The FCC has handed SpaceX a partial victory in the latest round of its scraps with competing satellite Internet providers by approving the operation of 2,814 Starlink satellites at a lower orbit than previously planned. Some competitors like OneWeb and Amazon’s planned “Project Kuiper” satellite constellation had objected on the grounds that the satellites could interfere with their operations.
SpaceX says that the lower orbits will make Starlink capable of faster Internet speeds and lower latency. This will likely make Starlink more attractive for Internet users who want fast “reaction times” in their Internet services. The gamer in the below video, for instance, tested a few online games with the Starlink “Better than Nothing Beta.”
OneWeb had previously reported that one of its Internet satellites nearly collided with a Starlink satellite during launch, which triggered a “Red Alert” from the U.S. Space Force. SpaceX disputes the report, saying that OneWeb misrepresented the facts and the two satellites did not pass as close as it claimed.
Elon Musk also has an ongoing feud with Amazon founder Jeff Bezos, who runs the aerospace company Blue Origin. Most recently, SpaceX beat out Blue Origin for a NASA contract to complete development of the lunar lander for the Artemis Program.
The FCC did set some conditions for the approval of lower orbits for Starlink’s satellites. SpaceX must provide a semiannual report of failed satellites and coordinate with other satellite operators to ensure that signals from Starlink satellites do not interfere with the signals of competing Internet satellite constellations. The company will also have to report any future close calls between Starlink and other satellites.
SpaceX will especially have to work around the operations of other satellite constellations that are yet to be launched, which Amazon called an important partial victory for Project Kuiper.
“These conditions address our primary concerns regarding space safety and interference, and we appreciate the Commission’s work to maintain a safe and competitive environment in low earth orbit,” an Amazon spokesperson said in a statement.

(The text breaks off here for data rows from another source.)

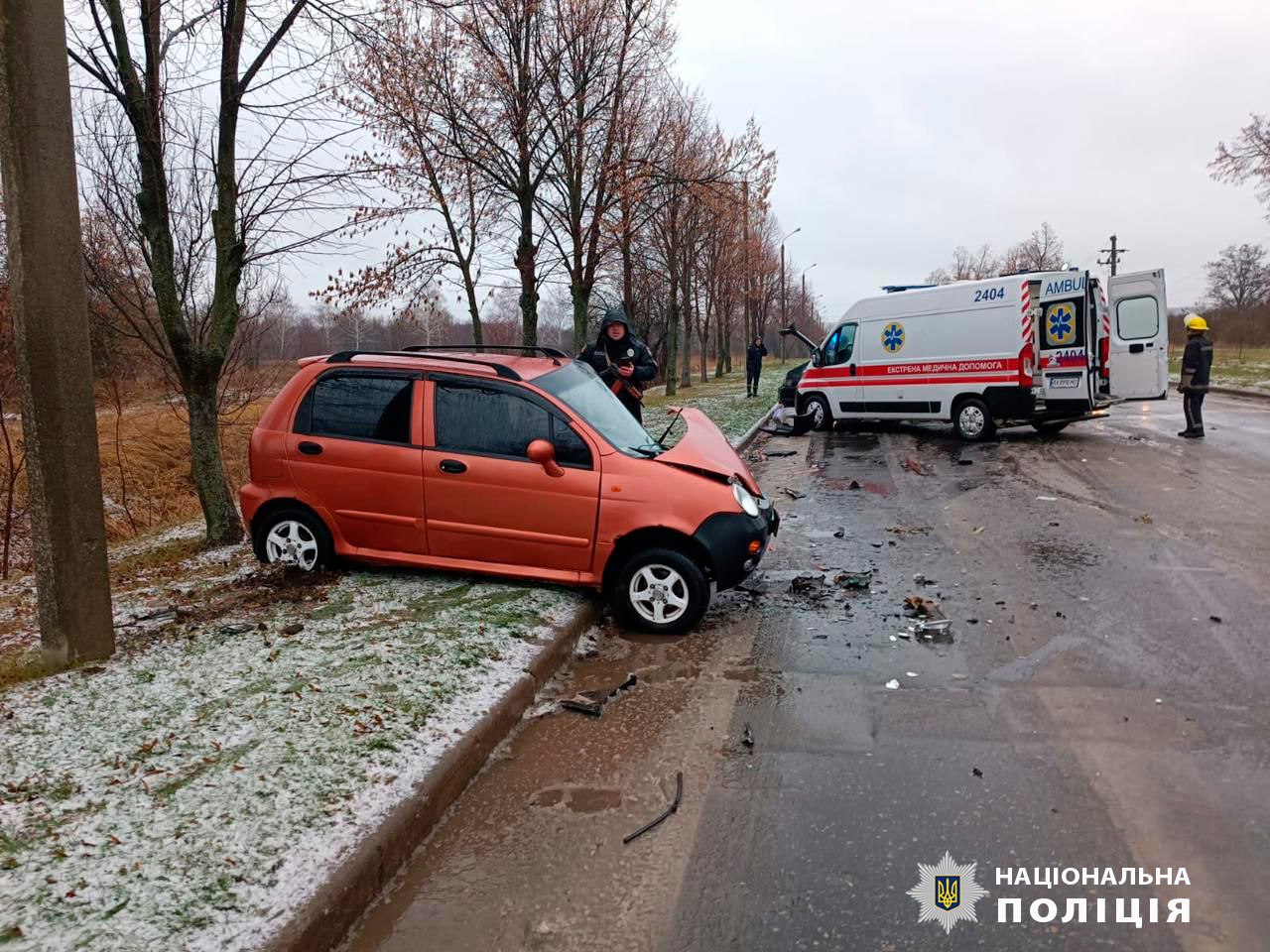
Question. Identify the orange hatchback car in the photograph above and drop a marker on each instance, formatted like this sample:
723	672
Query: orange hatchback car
524	466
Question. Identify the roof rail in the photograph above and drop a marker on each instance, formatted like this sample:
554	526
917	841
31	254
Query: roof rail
897	289
499	368
554	353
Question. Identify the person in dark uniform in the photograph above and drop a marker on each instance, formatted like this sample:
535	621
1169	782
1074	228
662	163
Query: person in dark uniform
1197	366
622	361
754	354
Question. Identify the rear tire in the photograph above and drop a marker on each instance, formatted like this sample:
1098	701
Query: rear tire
818	408
973	420
1051	428
294	537
659	590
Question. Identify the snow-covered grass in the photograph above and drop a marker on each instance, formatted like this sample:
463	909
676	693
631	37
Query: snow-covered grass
197	787
722	400
1232	370
194	789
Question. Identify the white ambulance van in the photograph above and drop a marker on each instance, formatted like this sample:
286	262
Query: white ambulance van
1040	349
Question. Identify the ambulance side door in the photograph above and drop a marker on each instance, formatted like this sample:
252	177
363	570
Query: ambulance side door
838	359
1139	335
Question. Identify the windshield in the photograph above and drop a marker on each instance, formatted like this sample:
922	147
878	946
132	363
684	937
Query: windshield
579	389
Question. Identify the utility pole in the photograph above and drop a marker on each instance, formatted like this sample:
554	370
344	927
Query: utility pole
784	321
50	317
1112	255
803	302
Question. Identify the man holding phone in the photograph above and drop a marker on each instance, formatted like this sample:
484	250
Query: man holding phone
622	361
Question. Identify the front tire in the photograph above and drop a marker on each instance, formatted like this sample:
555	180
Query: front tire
973	420
294	537
661	590
818	408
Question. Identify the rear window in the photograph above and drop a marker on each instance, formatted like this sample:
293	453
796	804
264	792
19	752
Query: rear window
493	421
357	408
1137	317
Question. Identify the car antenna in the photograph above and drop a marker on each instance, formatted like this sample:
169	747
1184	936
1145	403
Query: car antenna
679	413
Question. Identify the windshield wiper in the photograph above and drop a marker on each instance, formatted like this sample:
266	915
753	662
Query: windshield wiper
667	433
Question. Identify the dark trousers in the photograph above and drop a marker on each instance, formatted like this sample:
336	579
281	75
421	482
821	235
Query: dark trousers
1193	404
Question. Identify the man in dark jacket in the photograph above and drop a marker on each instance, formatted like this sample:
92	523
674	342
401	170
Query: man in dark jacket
622	361
754	354
1197	365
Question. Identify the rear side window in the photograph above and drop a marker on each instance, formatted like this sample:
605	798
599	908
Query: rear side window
1137	317
357	408
492	421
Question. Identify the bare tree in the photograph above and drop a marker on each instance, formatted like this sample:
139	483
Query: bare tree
226	167
444	203
1246	158
1238	280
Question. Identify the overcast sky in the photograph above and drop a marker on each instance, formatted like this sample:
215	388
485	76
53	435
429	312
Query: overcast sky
907	127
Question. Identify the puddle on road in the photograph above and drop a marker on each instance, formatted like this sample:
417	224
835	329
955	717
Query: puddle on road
580	800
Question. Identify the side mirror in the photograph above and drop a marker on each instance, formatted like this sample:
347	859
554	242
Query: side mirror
541	452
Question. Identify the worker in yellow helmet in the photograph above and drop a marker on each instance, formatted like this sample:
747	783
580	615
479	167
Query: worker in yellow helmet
1197	365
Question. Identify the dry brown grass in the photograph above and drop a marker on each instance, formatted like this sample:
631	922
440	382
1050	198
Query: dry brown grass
144	454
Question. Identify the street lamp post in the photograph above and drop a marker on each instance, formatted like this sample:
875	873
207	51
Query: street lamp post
784	321
803	302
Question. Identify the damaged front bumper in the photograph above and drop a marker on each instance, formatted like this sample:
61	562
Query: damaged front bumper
735	542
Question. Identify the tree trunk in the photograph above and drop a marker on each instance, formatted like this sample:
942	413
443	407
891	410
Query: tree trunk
526	253
580	296
720	316
686	379
207	468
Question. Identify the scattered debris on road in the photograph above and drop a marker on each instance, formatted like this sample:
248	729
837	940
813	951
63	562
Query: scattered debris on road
592	702
671	809
853	579
922	607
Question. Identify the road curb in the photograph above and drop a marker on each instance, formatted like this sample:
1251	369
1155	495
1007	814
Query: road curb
1241	391
324	920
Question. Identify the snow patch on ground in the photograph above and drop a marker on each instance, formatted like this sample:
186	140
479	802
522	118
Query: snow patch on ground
194	792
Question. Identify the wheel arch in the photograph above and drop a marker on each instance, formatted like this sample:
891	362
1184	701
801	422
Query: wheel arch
656	537
273	506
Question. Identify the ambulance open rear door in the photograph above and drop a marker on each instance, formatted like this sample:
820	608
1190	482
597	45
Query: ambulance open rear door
1138	357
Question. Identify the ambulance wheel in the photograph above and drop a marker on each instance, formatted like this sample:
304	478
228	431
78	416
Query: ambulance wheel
1051	428
973	420
818	408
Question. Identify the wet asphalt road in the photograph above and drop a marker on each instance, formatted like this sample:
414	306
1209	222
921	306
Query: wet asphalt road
1080	572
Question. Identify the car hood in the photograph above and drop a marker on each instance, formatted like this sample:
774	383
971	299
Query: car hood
703	447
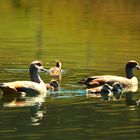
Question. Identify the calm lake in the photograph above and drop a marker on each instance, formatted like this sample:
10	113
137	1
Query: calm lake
89	37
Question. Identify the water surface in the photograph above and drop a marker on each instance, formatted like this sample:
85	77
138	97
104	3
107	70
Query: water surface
90	38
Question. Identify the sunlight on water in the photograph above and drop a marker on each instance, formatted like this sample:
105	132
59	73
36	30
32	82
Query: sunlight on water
90	38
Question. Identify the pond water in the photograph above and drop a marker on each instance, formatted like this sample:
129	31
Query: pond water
91	37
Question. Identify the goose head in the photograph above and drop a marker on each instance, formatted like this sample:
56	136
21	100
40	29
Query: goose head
58	64
130	66
35	67
106	92
117	90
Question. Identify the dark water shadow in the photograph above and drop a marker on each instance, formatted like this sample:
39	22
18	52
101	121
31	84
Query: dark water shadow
35	105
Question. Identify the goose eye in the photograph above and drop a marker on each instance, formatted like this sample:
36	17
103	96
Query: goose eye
39	64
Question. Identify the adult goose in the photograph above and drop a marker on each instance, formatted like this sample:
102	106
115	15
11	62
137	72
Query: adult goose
31	88
128	83
56	71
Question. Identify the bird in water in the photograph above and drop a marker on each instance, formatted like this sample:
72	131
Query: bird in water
56	71
34	87
119	84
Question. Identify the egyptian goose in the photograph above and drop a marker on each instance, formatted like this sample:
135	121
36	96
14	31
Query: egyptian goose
31	88
53	85
56	71
128	83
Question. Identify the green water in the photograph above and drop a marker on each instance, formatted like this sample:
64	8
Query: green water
90	37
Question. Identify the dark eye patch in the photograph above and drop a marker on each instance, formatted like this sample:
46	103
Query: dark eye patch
39	64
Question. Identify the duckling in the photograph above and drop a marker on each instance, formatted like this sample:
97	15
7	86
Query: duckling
104	92
31	88
130	82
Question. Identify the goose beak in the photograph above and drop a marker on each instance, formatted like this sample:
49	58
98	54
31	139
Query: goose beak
138	67
43	69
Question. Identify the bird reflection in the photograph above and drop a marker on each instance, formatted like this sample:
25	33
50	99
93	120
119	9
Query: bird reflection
36	106
130	101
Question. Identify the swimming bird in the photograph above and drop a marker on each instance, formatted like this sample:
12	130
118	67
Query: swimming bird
53	85
128	83
31	88
56	71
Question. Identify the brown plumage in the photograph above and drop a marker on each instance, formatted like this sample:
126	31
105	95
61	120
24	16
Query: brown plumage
128	83
31	88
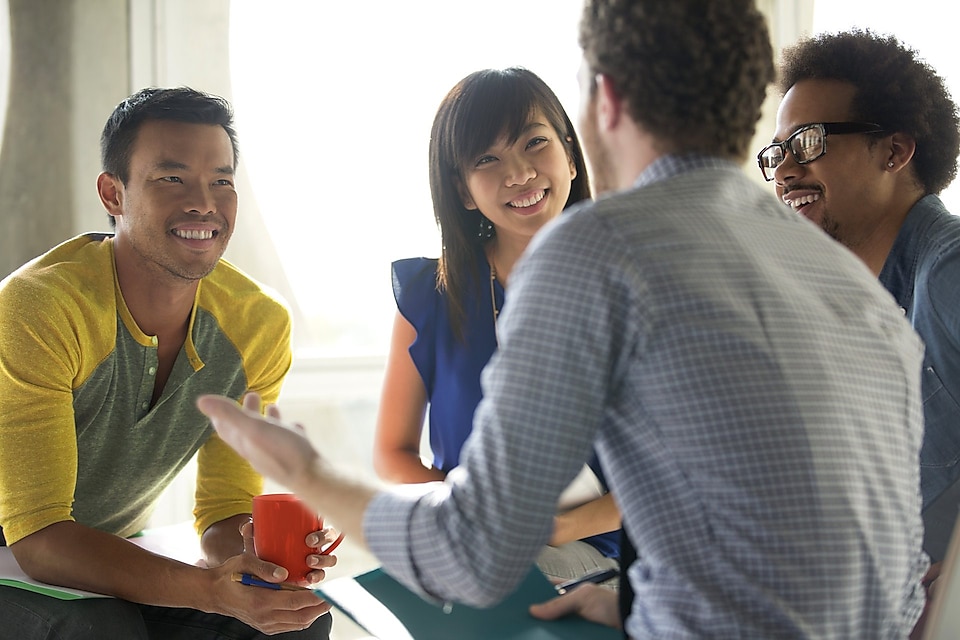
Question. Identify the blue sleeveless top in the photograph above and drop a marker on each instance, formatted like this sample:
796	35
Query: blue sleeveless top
451	368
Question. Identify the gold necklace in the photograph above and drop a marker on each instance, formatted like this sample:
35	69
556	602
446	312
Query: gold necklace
493	302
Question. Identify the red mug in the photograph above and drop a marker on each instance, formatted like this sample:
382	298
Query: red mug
281	523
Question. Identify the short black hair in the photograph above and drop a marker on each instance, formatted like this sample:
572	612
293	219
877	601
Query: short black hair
181	104
895	88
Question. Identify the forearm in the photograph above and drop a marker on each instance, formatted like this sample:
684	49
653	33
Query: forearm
590	519
404	467
72	555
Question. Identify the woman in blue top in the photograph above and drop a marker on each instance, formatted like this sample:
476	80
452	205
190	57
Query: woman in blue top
504	161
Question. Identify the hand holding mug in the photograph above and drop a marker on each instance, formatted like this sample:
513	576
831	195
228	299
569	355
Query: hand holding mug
287	533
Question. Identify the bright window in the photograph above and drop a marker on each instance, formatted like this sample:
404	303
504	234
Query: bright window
334	104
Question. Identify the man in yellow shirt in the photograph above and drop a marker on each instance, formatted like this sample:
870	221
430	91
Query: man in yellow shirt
105	342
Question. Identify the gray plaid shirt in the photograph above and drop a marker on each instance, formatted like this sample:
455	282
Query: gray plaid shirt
752	391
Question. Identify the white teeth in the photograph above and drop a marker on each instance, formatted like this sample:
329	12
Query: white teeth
194	234
528	202
802	200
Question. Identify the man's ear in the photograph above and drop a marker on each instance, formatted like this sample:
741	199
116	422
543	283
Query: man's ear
110	190
900	151
609	103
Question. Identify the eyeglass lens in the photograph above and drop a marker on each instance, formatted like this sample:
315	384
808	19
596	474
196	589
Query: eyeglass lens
805	144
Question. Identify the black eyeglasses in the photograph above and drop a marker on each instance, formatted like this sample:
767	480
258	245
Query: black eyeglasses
807	143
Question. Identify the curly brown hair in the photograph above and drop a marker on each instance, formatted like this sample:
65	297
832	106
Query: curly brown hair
895	89
694	72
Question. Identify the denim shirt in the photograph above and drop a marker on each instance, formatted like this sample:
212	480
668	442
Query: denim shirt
923	274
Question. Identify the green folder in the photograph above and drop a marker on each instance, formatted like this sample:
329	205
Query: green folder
388	610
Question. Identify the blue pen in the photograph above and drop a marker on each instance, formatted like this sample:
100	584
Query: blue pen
246	578
595	577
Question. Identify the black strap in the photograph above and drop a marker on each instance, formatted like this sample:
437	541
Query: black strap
627	557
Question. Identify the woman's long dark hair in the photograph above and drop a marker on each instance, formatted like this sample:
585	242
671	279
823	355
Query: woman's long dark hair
480	110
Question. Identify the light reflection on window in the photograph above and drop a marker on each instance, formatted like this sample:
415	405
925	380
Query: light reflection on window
4	65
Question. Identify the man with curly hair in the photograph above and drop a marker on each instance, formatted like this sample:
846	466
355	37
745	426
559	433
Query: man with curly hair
750	388
874	189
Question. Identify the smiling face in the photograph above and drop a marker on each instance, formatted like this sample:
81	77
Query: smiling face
520	186
177	211
841	191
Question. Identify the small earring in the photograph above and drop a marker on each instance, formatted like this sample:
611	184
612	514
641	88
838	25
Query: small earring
486	229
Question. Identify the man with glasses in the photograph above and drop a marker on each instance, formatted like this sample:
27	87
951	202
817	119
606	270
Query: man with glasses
867	136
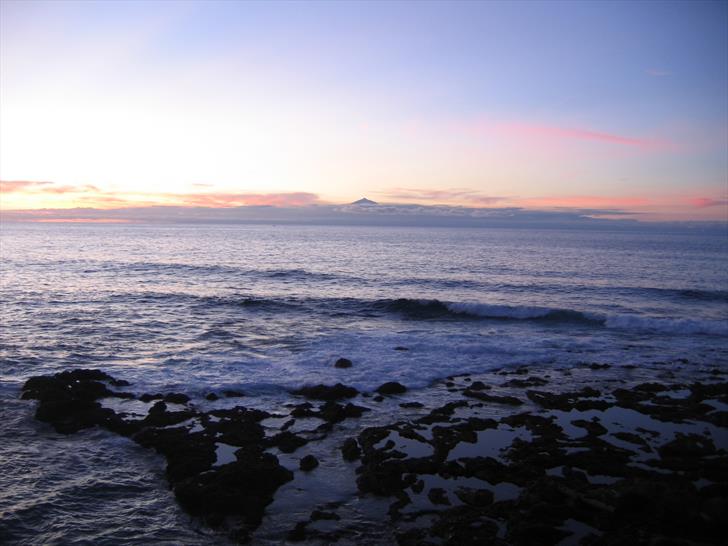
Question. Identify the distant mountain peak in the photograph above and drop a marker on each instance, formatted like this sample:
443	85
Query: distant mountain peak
365	201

Some of the fight between satellite Internet companies did leak out onto Twitter, which may be a little predictable for anything involving any combination of Elon Musk, regulators, and competitors. Musk started it in January when he accused Bezos of attempting to “hamstring” Starlink:
Amazon responded with an official statement that accused Musk and SpaceX of attempting “to smother competition in the cradle if they can.”
Amazon’s sentiment echoed Elon Musk’s complaint that ViaSat simply disliked competition when the company filed a complaint against SpaceX saying that the tens of thousands of Starlink satellites that the latter plans to launch will significantly add to the “space junk” problem. Skywatchers already say that they often spot strings of Starlink satellites streaking their way across the night sky. Incidents like the alleged near-collision between Starlink and OneWeb satellites may become more common as the region in which most orbiting satellites operate becomes more crowded.
The FCC did cite a statement from the American Astronomical Society saying that the proposed lower orbits for Starlink satellites will help to reduce the amount of sunlight that the satellites reflect at night by placing them in Earth’s shadow more. The regulators also accepted SpaceX’s word that the lower orbits would make it easier to deorbit the satellites when they have reached the end of their useful lives.
SpaceX also has an agreement with NASA to share information on the orbits of assets owned by either party. The International Space Station is capable of maneuvering to avoid “space junk” and Starlink satellites have a collision avoidance system that can maneuver out of the way of defunct satellites. SpaceX says that it disabled the collision avoidance system on the satellite in question to give OneWeb’s satellite a chance to maneuver out of the way in the recent incident.